The row space of \(\mathbf A\) is defined to be the column space of \(\mathbf A^\top\), and the row rank is the number of linearly independent rows of \(\mathbf A\).
Thus we can simply refer to the rank of the matrix.
2.2.3 Linear transformations
We can view an \(n\times p\) matrix \(\mathbf A\) as a linear map between two vector spaces: \[\begin{align*} \mathbf A: \;\mathbb{R}^p &\rightarrow \mathbb{R}^n\\ \mathbf x&\mapsto \mathbf A\mathbf x \end{align*}\]
The image of \(\mathbf A\) is precisely the column space of \(\mathbf A\): \[\operatorname{Im}(\mathbf A) = \{\mathbf A\mathbf x: \mathbf x\in \mathbb{R}^p\}=\mathcal{C}(\mathbf A) \subset \mathbb{R}^n\]
The kernel of \(A\) is the set of vectors mapped to zero: \[\operatorname{Ker}(\mathbf A)=\{\mathbf x: \mathbf A\mathbf x=\boldsymbol 0\}\subset \mathbb{R}^p\] and is sometimes called the null-space of \(\mathbf A\) and denoted \(\mathcal{N}(\mathbf A)\).
If we’re thinking about matrices, then \(\dim \mathcal{C}(\mathbf A)+\dim \mathcal{N}(\mathbf A)=p\), or equivalently that
\(\operatorname{rank}(\mathbf A)+\dim \mathcal{N}(\mathbf A)=p\).
We’ve already said that the row space of \(\mathbf A\) is \(\mathcal{C}(\mathbf A^\top)\). The left-null space is \(\{\mathbf x\in \mathbb{R}^n: \mathbf x^\top \mathbf A=0\}\) or equivalently \(\{x \in \mathbb{R}^n: \mathbf A^\top \mathbf x=0\}=\mathcal{N}(\mathbf A^\top)\). And so by the rank-nullity theorem we must have \[n=\dim \mathcal{C}(\mathbf A^\top) + \dim \mathcal{N}(\mathbf A^\top)= \operatorname{rank}(\mathbf A)+\dim \operatorname{Ker}(\mathbf A^\top).\]
Example 2.10 Consider again the matrix \(D: \mathbb{R}^3\rightarrow \mathbb{R}^2\) \[ D=\left( \begin{array}{ccc} 1 & 2&3\\ 2&4&6 \end{array}\right)= \left( \begin{array}{c} 1 \\ 2 \end{array}\right)\left(\begin{array}{ccc}1&2&3\end{array}\right) \] We have already seen that \[\mathcal{C}(D)=\operatorname{span}\left\{\left(\begin{array}{c}1\\2\end{array}\right)\right\}\] and so \(\dim \mathcal{C}(D)=\operatorname{rank}(D)=1\). The kernel, or null-space, of \(\mathbf D\) is the set of vectors for which \(\mathbf D\mathbf x=\boldsymbol 0\), i.e., \[x_1+2x_2+3x_3=0\] This is a single equation with three unknowns, and so there must be a plane of solutions. We need two linearly independent vectors in this plane to describe it. Convince yourself that \[\mathcal{N}(D) = \operatorname{span}\left\{\left(\begin{array}{c}0\\3\\-2\end{array}\right), \left(\begin{array}{c}2\\-1\\0\end{array}\right)\right\}\] So we have \[\dim \mathcal{C}(D)+\dim \mathcal{N}(D)=1+2=3\] as required by the rank-nullity theorem.

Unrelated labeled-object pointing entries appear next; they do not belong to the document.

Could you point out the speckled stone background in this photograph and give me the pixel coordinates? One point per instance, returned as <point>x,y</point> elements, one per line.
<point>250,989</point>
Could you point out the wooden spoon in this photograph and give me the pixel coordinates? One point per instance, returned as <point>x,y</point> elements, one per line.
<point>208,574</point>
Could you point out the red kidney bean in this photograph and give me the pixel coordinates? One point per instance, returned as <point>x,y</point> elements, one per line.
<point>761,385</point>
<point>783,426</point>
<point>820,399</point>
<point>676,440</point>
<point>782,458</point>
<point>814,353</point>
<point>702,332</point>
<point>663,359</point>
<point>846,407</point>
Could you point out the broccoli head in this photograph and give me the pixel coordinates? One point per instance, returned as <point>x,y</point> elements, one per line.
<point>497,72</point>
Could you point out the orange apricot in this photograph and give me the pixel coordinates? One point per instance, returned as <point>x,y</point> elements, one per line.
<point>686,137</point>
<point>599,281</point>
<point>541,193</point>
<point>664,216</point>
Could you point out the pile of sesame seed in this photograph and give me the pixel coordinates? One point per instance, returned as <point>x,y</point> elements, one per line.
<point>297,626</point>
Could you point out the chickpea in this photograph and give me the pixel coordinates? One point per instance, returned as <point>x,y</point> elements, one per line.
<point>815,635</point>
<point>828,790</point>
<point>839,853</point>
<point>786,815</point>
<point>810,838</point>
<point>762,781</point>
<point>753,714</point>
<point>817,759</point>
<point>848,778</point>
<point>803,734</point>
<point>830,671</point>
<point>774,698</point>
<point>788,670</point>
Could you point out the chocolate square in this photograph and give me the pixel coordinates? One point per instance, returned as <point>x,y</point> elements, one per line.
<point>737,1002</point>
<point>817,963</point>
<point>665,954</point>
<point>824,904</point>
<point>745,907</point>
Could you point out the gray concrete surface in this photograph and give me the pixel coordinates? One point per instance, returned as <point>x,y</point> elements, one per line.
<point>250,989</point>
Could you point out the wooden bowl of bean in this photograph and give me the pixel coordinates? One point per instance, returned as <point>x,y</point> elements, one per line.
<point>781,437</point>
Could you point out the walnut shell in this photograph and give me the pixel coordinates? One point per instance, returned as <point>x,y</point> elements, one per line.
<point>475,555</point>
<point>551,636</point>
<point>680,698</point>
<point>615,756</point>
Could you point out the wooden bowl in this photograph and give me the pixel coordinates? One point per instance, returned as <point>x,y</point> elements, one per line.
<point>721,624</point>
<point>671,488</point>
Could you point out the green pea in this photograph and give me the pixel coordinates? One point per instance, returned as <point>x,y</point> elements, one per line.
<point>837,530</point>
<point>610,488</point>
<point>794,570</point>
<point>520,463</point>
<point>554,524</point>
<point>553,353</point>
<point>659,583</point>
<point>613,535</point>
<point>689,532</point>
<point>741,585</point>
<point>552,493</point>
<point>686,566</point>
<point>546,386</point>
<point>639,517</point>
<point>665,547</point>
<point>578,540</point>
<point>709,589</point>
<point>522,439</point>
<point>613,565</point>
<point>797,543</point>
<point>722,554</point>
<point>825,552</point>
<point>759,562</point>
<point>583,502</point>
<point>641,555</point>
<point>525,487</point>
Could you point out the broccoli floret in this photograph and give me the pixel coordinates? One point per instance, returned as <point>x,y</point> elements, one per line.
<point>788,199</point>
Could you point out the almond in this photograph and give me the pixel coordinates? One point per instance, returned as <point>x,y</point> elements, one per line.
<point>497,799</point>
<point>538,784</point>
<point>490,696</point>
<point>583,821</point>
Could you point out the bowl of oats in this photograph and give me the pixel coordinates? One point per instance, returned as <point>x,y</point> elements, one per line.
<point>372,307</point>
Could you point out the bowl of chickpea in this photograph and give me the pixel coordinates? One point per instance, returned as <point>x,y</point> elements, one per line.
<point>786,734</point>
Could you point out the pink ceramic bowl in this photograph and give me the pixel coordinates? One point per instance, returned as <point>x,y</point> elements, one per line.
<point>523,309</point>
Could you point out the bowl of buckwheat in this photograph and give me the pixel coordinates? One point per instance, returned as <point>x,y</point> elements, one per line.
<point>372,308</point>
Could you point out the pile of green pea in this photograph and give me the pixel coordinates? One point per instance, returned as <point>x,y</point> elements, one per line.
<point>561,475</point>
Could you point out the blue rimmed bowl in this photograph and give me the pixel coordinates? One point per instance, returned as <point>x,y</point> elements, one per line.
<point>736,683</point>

If we consider \(D^\top\), we already know \(\dim \mathcal{C}(D^\top)=1\) (as row-rank=column rank), and the rank-nullity theorem tells us that the dimension of the null space of \(D^\top\) must be \(2-1=1\). This is easy to confirm as \(D^\top x=0\) implies \[x_1+2x_2=0\] which is a line in \(\mathbb{R}^2\) \[\mathcal{N}(D^\top) = \operatorname{span}\left\{ \left(\begin{array}{c}-2\\1\end{array}\right)\right\}\]Question: When does a square matrix \(\mathbf A\) have an inverse?
- Precisely when the kernel of \(\mathbf A\) contains only the zero vector, i.e., has dimension 0. In this case the column space of \(\mathbf A\) is the original space, and \(\mathbf A\) is surjective and so must have an inverse. A simpler way to determine if \(\mathbf A\) has an inverse is to consider its determinant.
Question: Suppose we are given a \(n\times p\) matrix \(\mathbf A\), and a n-vector \(\mathbf y\). When does \[\mathbf A\mathbf x= \mathbf y\] have a solution?
- When \(\mathbf y\) is in the column space of \(\mathbf A\), \[\mathbf y\in \mathcal{C}(\mathbf A)\]
Question: When is the answer unique?
- Suppose \(\mathbf x\) and \(\mathbf x'\) are both solutions with \(\mathbf x\not =\mathbf x'\). We can write \(\mathbf x'=\mathbf x+\mathbf u\) for some vector \(\mathbf u\) and note that \[\mathbf y=\mathbf A\mathbf x' = \mathbf A\mathbf x+\mathbf A\mathbf u= \mathbf y+\mathbf A\mathbf u\] and so \(\mathbf A\mathbf u=\boldsymbol 0\), i.e., \(\mathbf u\in \mathcal{N}(A)\). So there are multiple solutions when the null-space of \(\mathbf A\) contains more than the zero vector. If the dimension of \(\mathcal{N}(A)\) is one, there is a line of solutions. If the dimension is two, there is a plane of solutions, etc.